Arnaldur Indridason, Les nuits de Reykjavik

Les débuts du héros…

Depuis des années, les ama­teurs de romans poli­ciers de qua­lité suivent les enquêtes d’Erlandur le taci­turne et de la com­mis­saire Marion Briem dans l’Islande d’aujourd’hui. Arnal­dur Indri­da­son cède-t-il à la mode du pré­quel en pro­po­sant de suivre les débuts de son héros dans la police ? Mais, quelle qu’en soit la rai­son, l’auteur, avec Les nuits de Reyk­ja­vik, offre un roman passionnant.

Accom­pa­gné de deux étu­diants en droit qui ont trouvé là un job d’été, Erlan­dur, nou­vel­le­ment affecté à la police de proxi­mité, patrouille de nuit. Ils sont essen­tiel­le­ment confron­tés à des acci­dents, des bagarres dus à l’ivresse. Il pense qu’il y a un an, il repê­chait le corps d’Hannibal, un clo­chard, dans des tour­bières. Il connais­sait celui-ci l’ayant côtoyé quelque peu et secouru lors de l’hiver pré­cé­dent. L’enquête, rapide, avait conclu à une noyade sous l’emprise de l’alcool. Pour­tant, ce clo­chard se sen­tait en dan­ger. Il disait qu’on avait tenté de l’assassiner en met­tant le feu dans le réduit où il trou­vait refuge pour cuver et dor­mir.
Dès son entrée dans la police, Erlan­dur fré­quente les archives et s’intéresse à des dis­pa­ri­tions inex­pli­quées. Il remarque ainsi deux cas qui retiennent son atten­tion, ceux d’une col­lé­gienne et d’une employée d’agence. Mais c’est sur­tout la mort d’Hannibal qui occupe ses pen­sées. Il com­mence alors, à titre per­son­nel, une enquête. Il ren­contre deux frères, ceux que le clo­chard crai­gnait. Ceux-ci se pré­sentent, cepen­dant, comme ses sau­veurs lors de l’incendie du local. Il contacte la sœur du clo­chard, la femme qui par­ta­geait épi­so­di­que­ment sa vie, des com­pa­gnons de la rue qui ont pu échan­ger avec lui. Peu à peu, Erlan­dur acquiert la convic­tion que sa mort n’a rien d’accidentelle…
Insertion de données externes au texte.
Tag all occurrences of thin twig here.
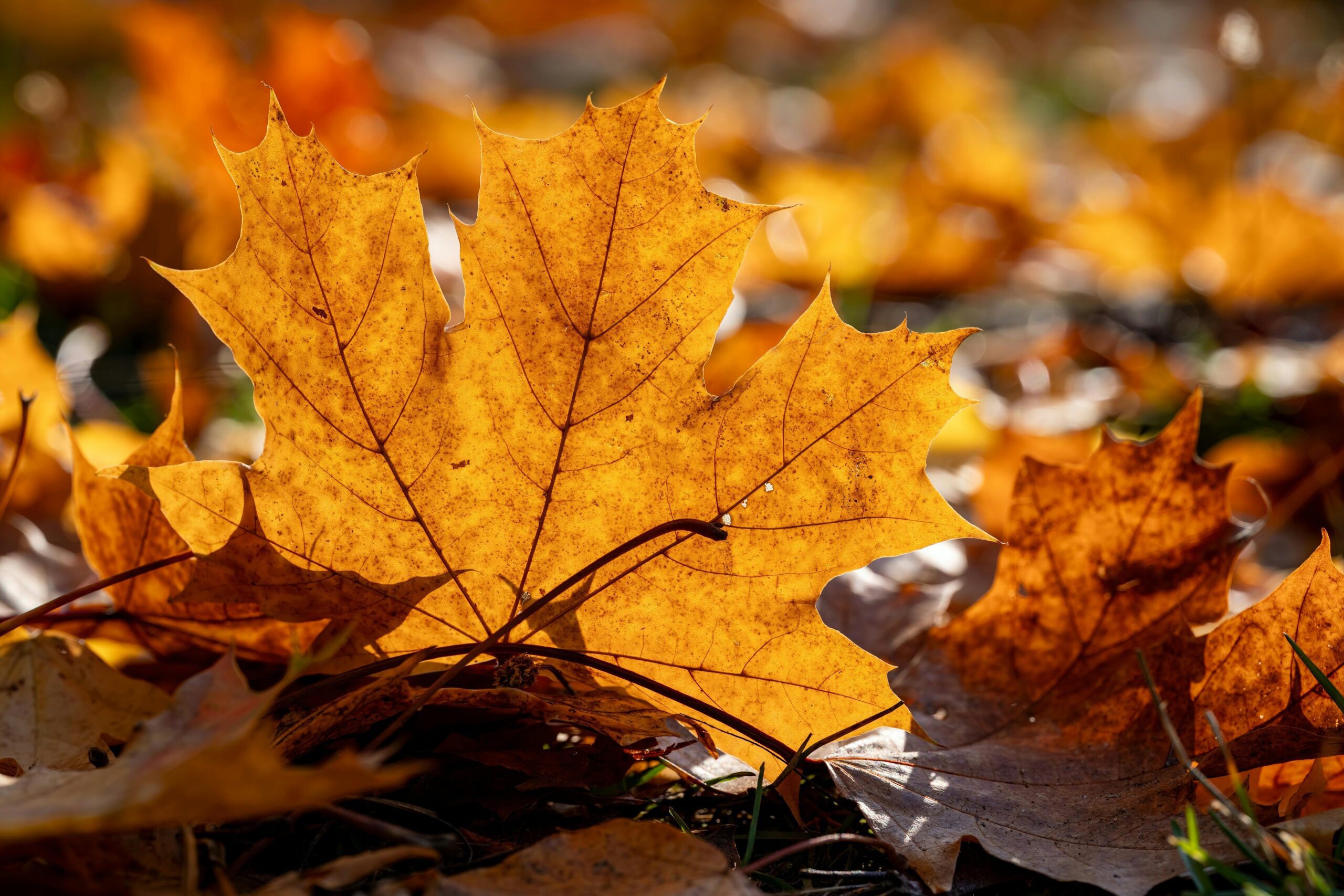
[742,834,900,874]
[317,803,440,853]
[352,644,794,761]
[0,551,196,636]
[368,520,729,750]
[0,392,38,520]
Les patrouilles de nuit du héros donnent l’occasion d’explorer un aspect de Reyk­ja­vik peu connu des tou­ristes, mais un aspect qui se retrouve dans toutes les cités impor­tantes, dans tous les lieux où se concentre une large popu­la­tion. Sur les pas de son per­son­nage, Arnal­dur Indri­da­son décrit une popu­la­tion qui fait un usage inten­sif de bois­sons fortes et les consé­quences induites comme les bagarres, les acci­dents de la route, les vio­lences conju­gales et les divers tra­fics autour de l’alcool. L’auteur s’attache sur­tout, dans son intrigue, au milieu des clo­chards, des SDF qui hantent la ville et ses envi­rons.
À tra­vers quelques per­son­nages aux pro­fils psy­cho­lo­giques d’une grande finesse, il évoque l’existence de ces exclus, volon­taires ou non, de la société, leurs moyens de sub­sis­tance, leurs refuges, offi­ciels ou non. Avec Han­ni­bal, le roman­cier dépeint un homme por­teur d’une lourde res­pon­sa­bi­lité qui refuse tout sou­tien, toute com­pas­sion. Il expli­cite les moti­va­tions d’Erlandur pour la recherche des per­sonnes dis­pa­rues, les rai­sons de son achar­ne­ment à décou­vrir la vérité sur la mort d’Hannibal.
L’auteur pro­pose une intrigue où la quête de la vérité suit un che­min chao­tique, erra­tique, pre­nant des direc­tions diverses dic­tées par les témoi­gnages, les bribes d’informations que l’enquêteur peut sai­sir. Il lui faut remon­ter dif­fé­rentes pistes dont beau­coup abou­ti­ront à une impasse, débou­che­ront sur d’autres réa­li­tés, avant de se rap­pro­cher de la vérité. L’auteur illustre magni­fi­que­ment, avec ce récit, le tra­vail de fourmi que doivent mener des détec­tives, en ratis­sant large pour décou­vrir des rai­sons, des causes et des expli­ca­tions à des évé­ne­ments, à des actes.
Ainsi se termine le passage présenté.